According to Duso, concentrating industry power among a few large conglomerates is detrimental in the long run, as it dampens innovative dynamism and fosters new forms of economic dependency. He pointed to the previously planned merger between Siemens and Alstom-a deal intended to create an undisputed European champion capable of competing with the Chinese company CRRC. This merger was ultimately prohibited by the EU Commission. Duso noted that today, both original companies have strengthened their international positions independently, and CRRC remains largely non-existent in the European market. The economist concluded that robust competition within Europe does not restrict, but rather promotes, international competitiveness.
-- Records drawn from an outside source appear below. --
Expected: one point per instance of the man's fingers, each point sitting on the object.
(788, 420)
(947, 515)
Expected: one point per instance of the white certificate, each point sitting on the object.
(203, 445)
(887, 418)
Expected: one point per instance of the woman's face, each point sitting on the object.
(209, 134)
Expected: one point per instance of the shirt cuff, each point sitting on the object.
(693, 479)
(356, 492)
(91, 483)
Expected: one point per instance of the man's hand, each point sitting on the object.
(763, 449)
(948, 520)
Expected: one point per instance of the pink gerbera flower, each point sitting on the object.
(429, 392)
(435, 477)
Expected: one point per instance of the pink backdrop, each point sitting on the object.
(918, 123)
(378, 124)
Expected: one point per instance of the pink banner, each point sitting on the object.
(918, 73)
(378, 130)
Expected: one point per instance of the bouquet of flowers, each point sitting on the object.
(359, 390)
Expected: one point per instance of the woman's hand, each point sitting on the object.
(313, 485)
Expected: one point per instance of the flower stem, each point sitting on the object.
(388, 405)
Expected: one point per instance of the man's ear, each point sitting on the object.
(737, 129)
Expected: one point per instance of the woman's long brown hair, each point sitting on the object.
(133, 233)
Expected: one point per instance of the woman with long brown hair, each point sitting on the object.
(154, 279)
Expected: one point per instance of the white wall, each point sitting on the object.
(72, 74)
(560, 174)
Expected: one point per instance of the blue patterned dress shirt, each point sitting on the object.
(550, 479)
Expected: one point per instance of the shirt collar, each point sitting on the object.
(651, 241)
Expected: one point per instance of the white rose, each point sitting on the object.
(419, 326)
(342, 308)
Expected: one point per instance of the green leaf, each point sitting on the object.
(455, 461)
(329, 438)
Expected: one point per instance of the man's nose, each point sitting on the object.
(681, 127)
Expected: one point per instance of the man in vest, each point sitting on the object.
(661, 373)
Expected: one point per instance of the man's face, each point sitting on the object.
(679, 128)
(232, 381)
Furthermore, Duso raised serious concerns about the potential misuse of mergers. While companies might justify future consolidations based on anticipated cost savings, he argued that these savings rarely translate into benefits for customers. He warned that the risk of passing cost benefits on to consumers is a genuine danger. Increased market concentration diminishes the competitive pressure that drives companies to lower prices. In reality, Duso observed that the promised synergies often materialize through significant job cuts, leaving consumers with no tangible benefits. Consequently, Duso demanded that corporations must provide solid, concrete proof-complete with genuine investment plans and empirical evidence-demonstrating how profits will reach the consumer, rather than relying on abstract commitments on paper.